Browser Access Doesn't Guarantee Googlebot Access
Splitt emphasized that just because a page is accessible through a browser doesn't necessarily mean Googlebot can crawl it. Several factors can prevent Googlebot from accessing URLs:
- Robots.txt restrictions
- Firewalls or bot protection systems
- Networking or routing issues between Google's data centers and web servers
Tools for Verifying Googlebot Access
To properly verify if Googlebot can access your pages, Splitt recommends using:
- The URL Inspection Tool in Google Search Console
- The Rich Results Test
These tools show the rendered HTML of pages and help confirm if Googlebot can properly access the content.
Monitoring Server Responses Through Crawl Stats
The Crawl Stats report provides valuable insights into how servers respond to crawl requests. Website owners should monitor for:
- High numbers of 500 responses
- Fetch errors
- Timeouts
- DNS problems
While transient errors may resolve automatically, frequent occurrences or sudden spikes warrant investigation, particularly for larger sites with millions of pages.

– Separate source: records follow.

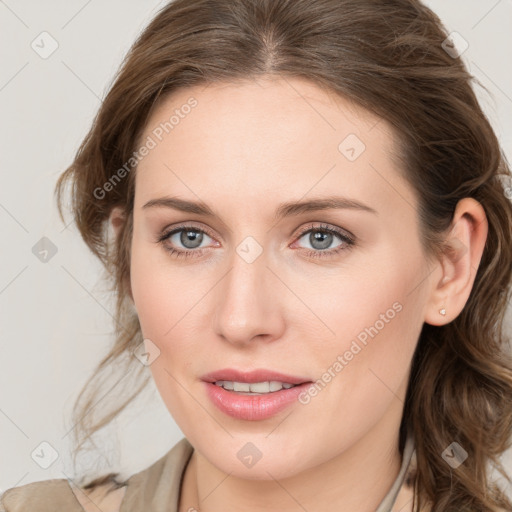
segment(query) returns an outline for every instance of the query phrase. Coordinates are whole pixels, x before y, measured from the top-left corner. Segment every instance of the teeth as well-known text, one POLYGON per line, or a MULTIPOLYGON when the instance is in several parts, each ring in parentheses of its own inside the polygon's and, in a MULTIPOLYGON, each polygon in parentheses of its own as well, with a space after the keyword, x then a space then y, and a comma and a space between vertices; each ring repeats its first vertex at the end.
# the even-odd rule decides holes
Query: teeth
POLYGON ((280 391, 281 389, 290 389, 295 384, 288 382, 278 382, 276 380, 267 382, 233 382, 229 380, 218 380, 215 382, 216 386, 223 387, 229 391, 236 391, 238 393, 251 393, 251 394, 266 394, 280 391))
POLYGON ((233 391, 251 391, 250 384, 247 382, 233 382, 233 391))
POLYGON ((283 389, 283 385, 280 382, 277 382, 275 380, 271 380, 268 383, 268 387, 269 387, 269 391, 279 391, 280 389, 283 389))

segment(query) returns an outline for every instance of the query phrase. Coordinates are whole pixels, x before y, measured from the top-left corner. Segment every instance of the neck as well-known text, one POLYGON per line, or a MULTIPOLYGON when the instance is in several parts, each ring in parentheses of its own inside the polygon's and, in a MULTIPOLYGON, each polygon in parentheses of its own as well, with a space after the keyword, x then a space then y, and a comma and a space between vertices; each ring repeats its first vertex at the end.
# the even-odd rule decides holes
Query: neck
POLYGON ((194 450, 179 512, 375 512, 400 471, 398 425, 378 424, 349 449, 287 478, 230 476, 194 450), (298 508, 299 507, 299 508, 298 508))

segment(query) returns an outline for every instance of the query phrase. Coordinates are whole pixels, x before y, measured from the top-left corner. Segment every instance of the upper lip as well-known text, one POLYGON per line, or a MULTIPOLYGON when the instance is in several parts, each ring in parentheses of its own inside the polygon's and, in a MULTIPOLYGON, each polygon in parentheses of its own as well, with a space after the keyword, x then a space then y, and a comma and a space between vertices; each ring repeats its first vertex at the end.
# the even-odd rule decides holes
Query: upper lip
POLYGON ((214 372, 207 373, 201 377, 205 382, 216 382, 219 380, 227 380, 230 382, 269 382, 278 381, 289 384, 303 384, 304 382, 311 382, 310 379, 304 377, 297 377, 295 375, 287 375, 273 370, 265 370, 263 368, 252 370, 250 372, 243 372, 234 368, 224 368, 214 372))

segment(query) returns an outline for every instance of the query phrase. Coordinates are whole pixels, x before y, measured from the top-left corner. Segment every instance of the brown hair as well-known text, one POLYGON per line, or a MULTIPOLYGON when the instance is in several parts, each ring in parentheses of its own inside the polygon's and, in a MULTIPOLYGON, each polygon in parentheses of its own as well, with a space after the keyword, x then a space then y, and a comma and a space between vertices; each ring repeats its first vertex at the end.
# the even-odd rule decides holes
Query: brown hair
POLYGON ((510 447, 512 428, 512 361, 503 333, 512 278, 512 205, 499 179, 510 179, 510 169, 478 104, 473 78, 460 58, 443 49, 446 37, 439 18, 417 0, 176 0, 161 9, 126 56, 56 186, 63 218, 63 188, 72 185, 78 229, 117 293, 115 343, 75 404, 77 451, 149 380, 131 355, 142 341, 129 298, 136 165, 123 179, 118 173, 108 193, 97 191, 105 191, 104 184, 133 157, 149 114, 165 95, 201 83, 295 76, 352 99, 394 127, 405 177, 419 198, 429 255, 446 249, 443 235, 460 199, 473 197, 483 205, 489 232, 469 300, 447 325, 423 326, 400 449, 411 428, 415 511, 425 503, 443 512, 512 508, 489 482, 488 467, 510 482, 499 459, 510 447), (107 220, 114 206, 123 207, 126 223, 112 243, 107 220), (93 420, 89 413, 105 393, 102 379, 114 363, 132 381, 138 367, 144 381, 129 399, 93 420), (468 452, 457 469, 441 457, 454 441, 468 452))

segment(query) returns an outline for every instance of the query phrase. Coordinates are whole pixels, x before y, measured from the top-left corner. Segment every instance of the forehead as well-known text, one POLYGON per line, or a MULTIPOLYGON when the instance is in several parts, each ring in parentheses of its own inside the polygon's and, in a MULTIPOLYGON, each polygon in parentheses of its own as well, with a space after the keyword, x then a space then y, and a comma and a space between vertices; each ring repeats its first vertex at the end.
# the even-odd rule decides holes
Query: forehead
POLYGON ((136 170, 139 206, 171 192, 242 206, 282 199, 284 191, 289 199, 333 189, 382 202, 378 174, 405 186, 388 123, 299 78, 175 91, 153 110, 141 137, 149 139, 154 147, 136 170))
POLYGON ((276 132, 281 135, 276 142, 318 133, 330 134, 325 141, 330 143, 346 130, 371 131, 381 121, 348 98, 304 78, 267 76, 180 88, 160 100, 144 134, 153 133, 159 142, 165 138, 171 144, 183 132, 189 138, 193 129, 197 138, 207 140, 228 134, 233 145, 242 147, 251 136, 254 143, 255 135, 266 143, 274 140, 276 132), (205 124, 212 118, 213 125, 205 124))

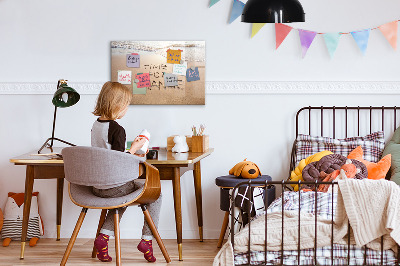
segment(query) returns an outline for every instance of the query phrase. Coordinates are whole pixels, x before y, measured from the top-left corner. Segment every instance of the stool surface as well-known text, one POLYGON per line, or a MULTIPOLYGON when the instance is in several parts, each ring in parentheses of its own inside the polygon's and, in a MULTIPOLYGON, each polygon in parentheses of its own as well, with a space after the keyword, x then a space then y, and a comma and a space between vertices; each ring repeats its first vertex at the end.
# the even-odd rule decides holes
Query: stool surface
POLYGON ((226 176, 220 176, 215 179, 215 184, 219 187, 224 187, 224 188, 234 188, 237 184, 242 183, 242 182, 247 182, 247 181, 272 181, 272 178, 269 175, 261 175, 257 178, 253 179, 247 179, 247 178, 242 178, 242 177, 237 177, 234 175, 226 175, 226 176))

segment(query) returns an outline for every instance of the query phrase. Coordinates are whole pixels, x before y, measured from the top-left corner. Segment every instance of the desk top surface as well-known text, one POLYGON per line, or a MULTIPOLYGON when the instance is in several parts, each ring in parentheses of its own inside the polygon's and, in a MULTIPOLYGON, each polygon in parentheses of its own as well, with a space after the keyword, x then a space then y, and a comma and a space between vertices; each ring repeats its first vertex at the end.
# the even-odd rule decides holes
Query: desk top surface
MULTIPOLYGON (((54 147, 53 152, 50 149, 43 149, 42 154, 37 154, 37 150, 31 151, 20 156, 10 159, 11 163, 14 164, 64 164, 62 158, 58 155, 61 153, 62 148, 54 147)), ((185 152, 185 153, 174 153, 167 151, 166 148, 161 148, 158 151, 158 159, 146 160, 152 165, 182 165, 182 164, 193 164, 197 163, 201 159, 207 157, 214 151, 213 148, 208 149, 205 152, 185 152)))

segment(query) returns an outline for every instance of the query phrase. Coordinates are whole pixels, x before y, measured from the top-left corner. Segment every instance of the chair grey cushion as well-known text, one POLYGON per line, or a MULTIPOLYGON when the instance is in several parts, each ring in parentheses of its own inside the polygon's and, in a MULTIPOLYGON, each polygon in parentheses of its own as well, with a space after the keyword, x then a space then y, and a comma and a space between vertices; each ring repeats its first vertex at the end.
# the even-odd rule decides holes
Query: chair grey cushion
MULTIPOLYGON (((145 182, 145 180, 135 180, 135 182, 145 182)), ((142 193, 143 188, 140 188, 131 194, 128 194, 123 197, 117 197, 117 198, 101 198, 97 197, 96 195, 93 194, 92 192, 92 187, 90 186, 82 186, 82 185, 77 185, 77 184, 70 184, 70 194, 72 199, 78 203, 79 205, 83 206, 90 206, 90 207, 112 207, 112 206, 118 206, 124 203, 127 203, 129 201, 132 201, 135 199, 140 193, 142 193)))
POLYGON ((109 188, 139 176, 145 159, 125 152, 97 147, 67 147, 62 150, 65 179, 83 186, 109 188))

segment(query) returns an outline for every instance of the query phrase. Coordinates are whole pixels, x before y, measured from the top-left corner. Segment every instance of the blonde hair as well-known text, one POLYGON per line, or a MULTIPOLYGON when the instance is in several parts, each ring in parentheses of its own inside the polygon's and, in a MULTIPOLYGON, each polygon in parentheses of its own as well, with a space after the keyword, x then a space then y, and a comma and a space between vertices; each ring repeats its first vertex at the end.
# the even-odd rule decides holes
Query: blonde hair
POLYGON ((108 81, 101 88, 93 114, 115 120, 122 109, 131 102, 132 96, 132 91, 126 86, 108 81))

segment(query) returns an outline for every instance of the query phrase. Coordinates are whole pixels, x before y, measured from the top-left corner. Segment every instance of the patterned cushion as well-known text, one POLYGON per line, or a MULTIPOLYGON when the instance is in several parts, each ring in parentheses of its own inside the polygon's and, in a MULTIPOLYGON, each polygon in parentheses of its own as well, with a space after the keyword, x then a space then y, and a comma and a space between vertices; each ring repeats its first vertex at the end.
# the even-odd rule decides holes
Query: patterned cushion
POLYGON ((302 159, 323 150, 329 150, 347 157, 357 146, 363 148, 365 160, 378 162, 385 147, 383 131, 374 132, 364 137, 345 139, 299 134, 296 139, 296 165, 298 165, 302 159))

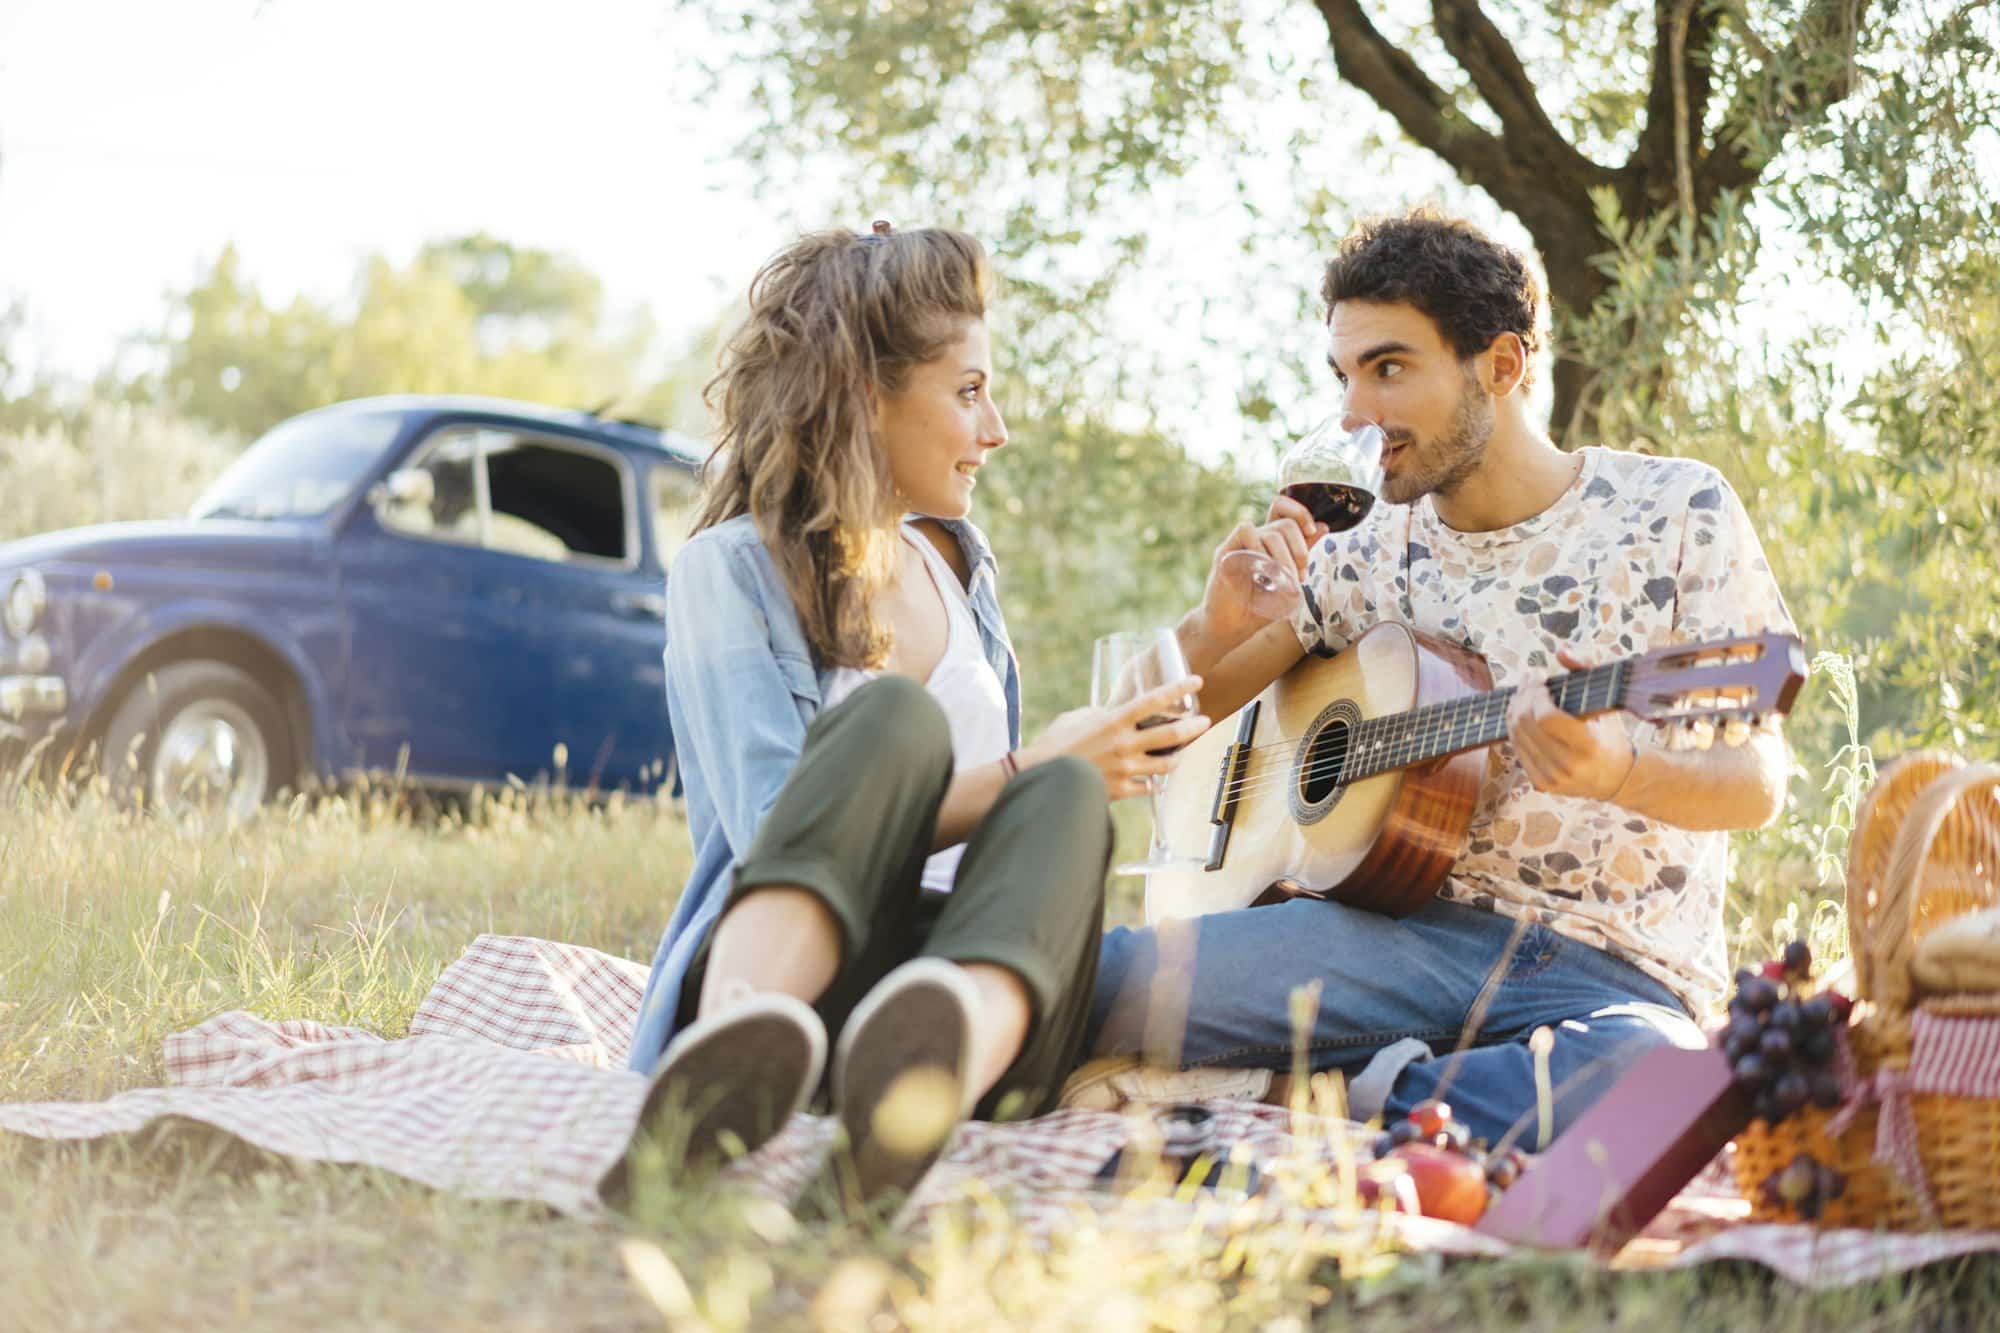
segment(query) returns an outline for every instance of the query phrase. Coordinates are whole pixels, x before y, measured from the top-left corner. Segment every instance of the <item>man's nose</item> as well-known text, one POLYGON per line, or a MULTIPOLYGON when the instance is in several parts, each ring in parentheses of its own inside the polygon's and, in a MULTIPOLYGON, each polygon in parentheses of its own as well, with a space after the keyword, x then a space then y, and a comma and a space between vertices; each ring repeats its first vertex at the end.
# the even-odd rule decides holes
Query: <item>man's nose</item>
POLYGON ((1375 412, 1367 410, 1364 404, 1357 403, 1354 393, 1349 391, 1346 399, 1340 405, 1340 428, 1352 435, 1363 426, 1380 426, 1381 424, 1382 422, 1378 415, 1375 412))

Advanced Troubleshooting Using Web Server Logs
For more detailed analysis, Splitt suggests examining web server logs, though this may require assistance from hosting providers or development teams. Server logs reveal important patterns about:
- Request timing and frequency
- Server response patterns
- Overall crawling behavior
Importantly, Splitt cautioned that not all requests claiming to be from Googlebot are legitimate, as some third-party scrapers may impersonate Googlebot's signature.